This week: COVID update; What do you do when the wind blows?; Odds and ends; Time to change; Looking back;

Spring sunlight on new leaves
Spring sunlight on new leaves

We have had a cold Bura blowing hard for three days at the start of this week.

The word Bura in Croatian is used to describe the bitter wind which comes from the north east.

All the wind directions are given names, rather than calling them by the direction they are coming from.

Croatian wind rose
Croatian wind rose

A true Bura is when there is a low pressure system centred in the Ionian sea, which draws cold air down from the central European planes.

The strength of the wind often closes exposed roads and bridges on the main north south highway to Zagreb.

It is cold enough to freeze the sea on the coast of Istria, at the north end of the Adriatic, here at Senj.

Senj Harbour
Senj Harbour – Photo: Tea Cimaš / Cropix

Generally the skies are clear during a Bura, so you have bright sunshine and a high level of wind chill at the same time.

Taking the reading from my weather station, this week the cold wind has meant that we are well below the average temperatures normally experienced at this time of year here in Dol.

Below average temperatures
Below average temperatures

I know it’s been cold because for several mornings in succession, I have woken to find the felines sharing my bed. I have an extra, old, duvet cover on top, just for this reason.


COVID update

Houston, Europe has a problem!

The problem is that there is not enough vaccines. Or depending which newspaper you read, that incompetent government’s have been unable to set up efficient vaccination programmes.
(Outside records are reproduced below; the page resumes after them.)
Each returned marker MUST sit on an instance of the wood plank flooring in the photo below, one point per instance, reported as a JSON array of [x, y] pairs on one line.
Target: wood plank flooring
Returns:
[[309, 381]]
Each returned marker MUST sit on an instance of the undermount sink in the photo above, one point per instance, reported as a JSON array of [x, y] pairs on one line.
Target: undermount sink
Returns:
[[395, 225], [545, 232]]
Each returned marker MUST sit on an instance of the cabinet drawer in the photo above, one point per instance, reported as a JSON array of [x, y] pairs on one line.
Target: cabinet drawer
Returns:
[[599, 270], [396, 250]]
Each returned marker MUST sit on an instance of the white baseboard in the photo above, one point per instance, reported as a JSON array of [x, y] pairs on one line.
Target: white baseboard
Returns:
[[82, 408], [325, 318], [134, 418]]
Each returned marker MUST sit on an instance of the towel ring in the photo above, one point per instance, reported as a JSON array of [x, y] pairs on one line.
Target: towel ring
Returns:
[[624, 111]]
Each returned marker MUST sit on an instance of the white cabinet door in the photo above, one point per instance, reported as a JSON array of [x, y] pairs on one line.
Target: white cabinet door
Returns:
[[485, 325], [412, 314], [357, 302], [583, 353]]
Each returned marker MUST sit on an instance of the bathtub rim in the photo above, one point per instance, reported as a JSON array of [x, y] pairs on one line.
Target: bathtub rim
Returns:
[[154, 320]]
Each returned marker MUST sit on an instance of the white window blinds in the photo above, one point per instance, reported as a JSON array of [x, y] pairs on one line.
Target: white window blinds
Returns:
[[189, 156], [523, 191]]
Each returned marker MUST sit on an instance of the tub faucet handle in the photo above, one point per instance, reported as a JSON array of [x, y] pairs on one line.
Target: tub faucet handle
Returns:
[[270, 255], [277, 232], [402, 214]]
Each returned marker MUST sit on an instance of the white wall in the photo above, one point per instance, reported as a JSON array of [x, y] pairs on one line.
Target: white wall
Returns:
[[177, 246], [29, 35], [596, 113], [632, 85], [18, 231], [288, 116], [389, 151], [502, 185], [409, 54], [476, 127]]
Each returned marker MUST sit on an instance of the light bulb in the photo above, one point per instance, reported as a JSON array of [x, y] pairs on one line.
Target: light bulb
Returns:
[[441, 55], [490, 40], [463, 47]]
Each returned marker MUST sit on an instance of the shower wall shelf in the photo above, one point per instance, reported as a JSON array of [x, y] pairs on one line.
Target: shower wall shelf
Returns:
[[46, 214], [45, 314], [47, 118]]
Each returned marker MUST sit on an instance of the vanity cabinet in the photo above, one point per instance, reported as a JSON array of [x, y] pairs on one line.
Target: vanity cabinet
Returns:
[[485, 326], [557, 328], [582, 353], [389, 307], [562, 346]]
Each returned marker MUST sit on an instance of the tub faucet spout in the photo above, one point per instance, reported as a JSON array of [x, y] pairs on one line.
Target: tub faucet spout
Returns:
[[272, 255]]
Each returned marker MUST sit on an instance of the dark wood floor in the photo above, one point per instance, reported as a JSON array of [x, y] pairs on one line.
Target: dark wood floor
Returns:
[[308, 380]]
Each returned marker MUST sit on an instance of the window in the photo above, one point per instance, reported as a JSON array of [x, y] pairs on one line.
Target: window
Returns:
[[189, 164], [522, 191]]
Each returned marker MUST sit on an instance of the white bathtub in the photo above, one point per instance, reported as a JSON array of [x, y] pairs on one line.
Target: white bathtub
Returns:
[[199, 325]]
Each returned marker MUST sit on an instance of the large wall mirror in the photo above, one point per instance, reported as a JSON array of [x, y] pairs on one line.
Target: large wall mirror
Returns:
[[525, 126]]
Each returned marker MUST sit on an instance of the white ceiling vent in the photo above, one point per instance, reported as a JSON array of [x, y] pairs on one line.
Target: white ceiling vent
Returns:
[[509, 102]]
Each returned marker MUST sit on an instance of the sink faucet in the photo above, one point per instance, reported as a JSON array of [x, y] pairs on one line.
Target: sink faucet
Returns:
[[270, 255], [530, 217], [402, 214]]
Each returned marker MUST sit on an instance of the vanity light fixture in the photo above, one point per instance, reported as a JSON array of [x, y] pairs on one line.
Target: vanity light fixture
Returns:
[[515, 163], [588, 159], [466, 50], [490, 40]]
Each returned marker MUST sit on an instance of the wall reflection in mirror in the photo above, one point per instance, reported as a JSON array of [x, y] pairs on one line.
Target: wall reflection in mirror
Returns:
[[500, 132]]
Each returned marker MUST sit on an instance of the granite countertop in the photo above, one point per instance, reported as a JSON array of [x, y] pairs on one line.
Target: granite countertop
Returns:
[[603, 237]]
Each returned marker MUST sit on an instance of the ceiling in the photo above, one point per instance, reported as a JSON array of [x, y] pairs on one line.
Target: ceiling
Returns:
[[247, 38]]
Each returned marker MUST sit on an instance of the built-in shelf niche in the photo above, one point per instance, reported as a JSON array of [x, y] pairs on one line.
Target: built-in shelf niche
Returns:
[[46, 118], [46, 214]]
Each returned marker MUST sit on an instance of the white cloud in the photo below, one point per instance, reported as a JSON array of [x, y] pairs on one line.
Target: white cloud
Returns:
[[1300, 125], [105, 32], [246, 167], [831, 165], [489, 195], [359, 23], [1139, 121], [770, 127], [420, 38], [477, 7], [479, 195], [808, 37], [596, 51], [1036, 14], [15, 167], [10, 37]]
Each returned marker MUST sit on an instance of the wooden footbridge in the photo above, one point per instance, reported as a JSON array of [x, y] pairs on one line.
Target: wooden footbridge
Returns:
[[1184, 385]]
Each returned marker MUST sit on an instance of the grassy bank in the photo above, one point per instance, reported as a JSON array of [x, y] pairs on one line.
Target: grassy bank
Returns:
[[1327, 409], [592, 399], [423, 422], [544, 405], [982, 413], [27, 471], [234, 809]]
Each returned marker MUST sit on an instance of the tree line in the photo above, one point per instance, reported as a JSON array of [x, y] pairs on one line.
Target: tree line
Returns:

What the truth is, I know not. But what I do know is that here on the island there is a dearth of vaccine supplies.

When I was in town this week, I stopped for a coffee and croissant at Markos, which is my usual coffee spot. I have not had a coffee in town for more than 12 months.

Socially distanced coffee
Socially distanced coffee

I was socially distanced from the other two customers by some distance. The café has only just opened, having been closed and shuttered since the start of the lockdown. I felt obligated to support the owner, but the coffee didn’t half taste good.

Last week the Doctors Surgery in Stari Grad received one vial of vaccine, enough for just six people. That doesn’t go very far with the population of 3,500 +/-.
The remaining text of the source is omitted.